After Disappointment at Doha, Time for Action on Climate Change

December 18, 2012
5 min read

The most recent Conference of the Parties meeting (COP) conference in Doha has now come and gone.  As has been dissected at necessary nauseam, more or less nothing was accomplished.  Some will see this as a failure, as I do, and others will (correctly) note that this meeting, the 18th such COP (see historical note below) was never intended to get something significant done.  That important event, is now, being reserved for COP 20, in 2015.

Of course the “milestone agreement” was to have been signed at the now-infamous COP 15 in Copenhagen, where no deal was reached.

While books and dissertations have already begun to analyze the failures and weak points in the climate negotiating process, we need to take another look at the larger context of negotiation, climate science, climate economics, and the politics of inaction.

First it is sadly clear that “simply” having an overwhelming weight of evidence of climate change science, and seeing early and not-so-early signs of climate change in the form of storms, droughts, fires, and ecological change is not sufficient.  If it were, we would have acted, because we have overwhelming data on all those fronts.  A summary of the findings of the Intergovernmental Panel on Climate Change (IPCC) – a group I am proud to have served in a number of roles for the past fifteen years – is presented in Figure 1.  Note, in particular that as the physical climate change metrics have progressed, the words – shown at right – have slowly but surely progressed.

Despite this, we have failed to act collectively to any degree.

So, let’s note where important change really has finally taken place.

In what I hope will become a defining moment of transition, the World Bank commissioned a report on both the likely extent of climate change, and the impact of that change.  That report [2] says nothing new scientifically, but perhaps that is its strength.  There is no need to debate the science, which the authors, from the Potsdam Climate Institute (PIK) review.  In fact, their finding is a word-smithed relative of the findings of AR4, the IPCC’s Fourth Assessment report that is included in Figure 1, below.

“The Earth system’s responses to climate change appear to be non-linear,” points out PIK Director, John Schellnhuber. “If we venture far beyond the 2°C guardrail, towards the 4°C  line, the risk of crossing tipping points rises sharply.
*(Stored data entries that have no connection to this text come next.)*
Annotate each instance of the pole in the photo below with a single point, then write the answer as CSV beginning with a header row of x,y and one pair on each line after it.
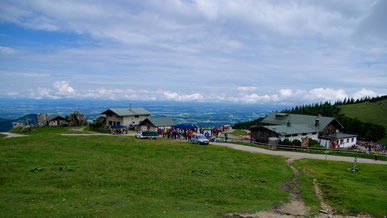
x,y
354,165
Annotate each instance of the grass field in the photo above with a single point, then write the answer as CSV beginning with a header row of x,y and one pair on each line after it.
x,y
368,112
238,132
48,175
349,192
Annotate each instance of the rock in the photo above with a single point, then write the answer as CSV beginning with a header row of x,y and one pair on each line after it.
x,y
77,119
42,119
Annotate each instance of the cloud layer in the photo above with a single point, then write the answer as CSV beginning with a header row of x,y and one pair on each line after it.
x,y
62,89
242,51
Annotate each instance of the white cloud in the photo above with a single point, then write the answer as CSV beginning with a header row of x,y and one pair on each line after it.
x,y
286,92
364,92
327,94
7,50
283,96
63,88
178,97
246,88
284,48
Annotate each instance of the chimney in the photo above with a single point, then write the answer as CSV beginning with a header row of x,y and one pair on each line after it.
x,y
317,123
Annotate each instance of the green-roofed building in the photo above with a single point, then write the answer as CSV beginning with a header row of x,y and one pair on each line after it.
x,y
56,120
280,126
152,123
129,117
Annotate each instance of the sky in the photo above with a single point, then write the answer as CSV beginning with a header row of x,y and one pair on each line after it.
x,y
234,51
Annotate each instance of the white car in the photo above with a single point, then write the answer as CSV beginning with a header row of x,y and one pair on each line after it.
x,y
199,139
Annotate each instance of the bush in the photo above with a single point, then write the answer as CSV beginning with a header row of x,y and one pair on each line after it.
x,y
313,142
296,142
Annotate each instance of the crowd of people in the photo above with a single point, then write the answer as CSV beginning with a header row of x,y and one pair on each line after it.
x,y
186,133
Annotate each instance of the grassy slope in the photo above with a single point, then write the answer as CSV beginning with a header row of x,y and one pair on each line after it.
x,y
238,132
130,177
368,112
349,192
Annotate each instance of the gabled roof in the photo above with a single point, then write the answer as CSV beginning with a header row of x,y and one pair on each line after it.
x,y
295,119
124,112
161,121
54,117
293,129
338,136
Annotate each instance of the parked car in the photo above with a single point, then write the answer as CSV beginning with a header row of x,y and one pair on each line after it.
x,y
147,135
199,139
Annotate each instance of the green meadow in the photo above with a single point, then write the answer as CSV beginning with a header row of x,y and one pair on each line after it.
x,y
372,112
349,193
48,175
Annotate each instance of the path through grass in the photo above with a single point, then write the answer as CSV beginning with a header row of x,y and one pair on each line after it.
x,y
351,193
48,175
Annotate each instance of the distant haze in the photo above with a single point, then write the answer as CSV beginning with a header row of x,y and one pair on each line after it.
x,y
202,114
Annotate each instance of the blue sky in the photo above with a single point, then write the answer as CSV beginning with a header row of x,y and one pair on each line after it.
x,y
239,51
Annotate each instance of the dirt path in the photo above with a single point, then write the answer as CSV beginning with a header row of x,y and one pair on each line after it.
x,y
12,135
297,155
296,207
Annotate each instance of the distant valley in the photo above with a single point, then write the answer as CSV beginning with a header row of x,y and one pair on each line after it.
x,y
202,114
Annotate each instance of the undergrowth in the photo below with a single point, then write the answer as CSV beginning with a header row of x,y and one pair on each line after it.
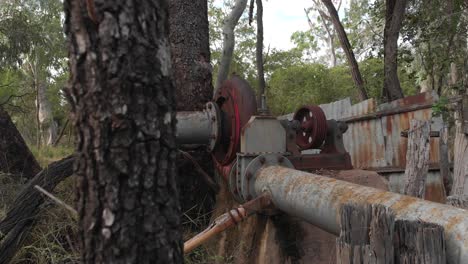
x,y
53,240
The only way to avoid this is to break the business-as-usual pattern of production and consumption.”

What is important, and deserves repeating to all agencies involved in international development and the financing of health, education, infrastructure and other drivers of economic growth appears in the Preface of the report written, quite brilliantly by the new World Bank President Jim Yon Kim:

… most importantly, a 4°C world is so different from the current one that it comes with high uncertainty and new risks that threaten our ability to anticipate and plan for future adaptation needs.

This statement warrants careful discussion.  Not only is President Kim affirming the results of the PIK study, and by direct extension the IPCC (because the same authors at PIK are also central to the work of the IPCC), but he is clearly noting that while scientists rightly talk about the 2° line, the path the world is currently on, namely 4 – 6°C will be catastrophic.  This may come as too soft to the science community, but it is where the world is sadly headed.

So where are we?

The science is largely clear, and clear enough to act.

The economic damages are being tallied.

And now, core lenders and donors to the development enterprise, namely at the 14,500- employee World Bank, where many future financial leaders around the world work at some time during their careers, have come onboard to clearly warn that the path we are on is totally inconsistent with a livable world for rich and for the poor.

Historical note: The Kyoto Protocol was adopted on 11 December 1997 in Kyoto, Japan, and entered into force on 16 February 2005. As of September 2011, 191 states have signed and ratified the protocol. The United States signed but did not ratify the Protocol and Canada withdrew from it in 2011.

Enlarge this image

Above: A superposition of the state of climate science in three key data sets, and the dates of the First, Second, Third and Fourth Assessment Reports (FAR, SAR, TAR, and AR4, respectively) plotted as vertical lines.  At right are the key statements from each of these reports, along with the conclusion of the Special Report on Renewable Energy (SRREN, completed in 2011) which found that up to an 80% decarbonization of the global economy was possible if we can enable and launch a large-scale transition to a clean energy system consistent with what a number of ‘leading edge’ cities, regions, and nations have already accomplished or started.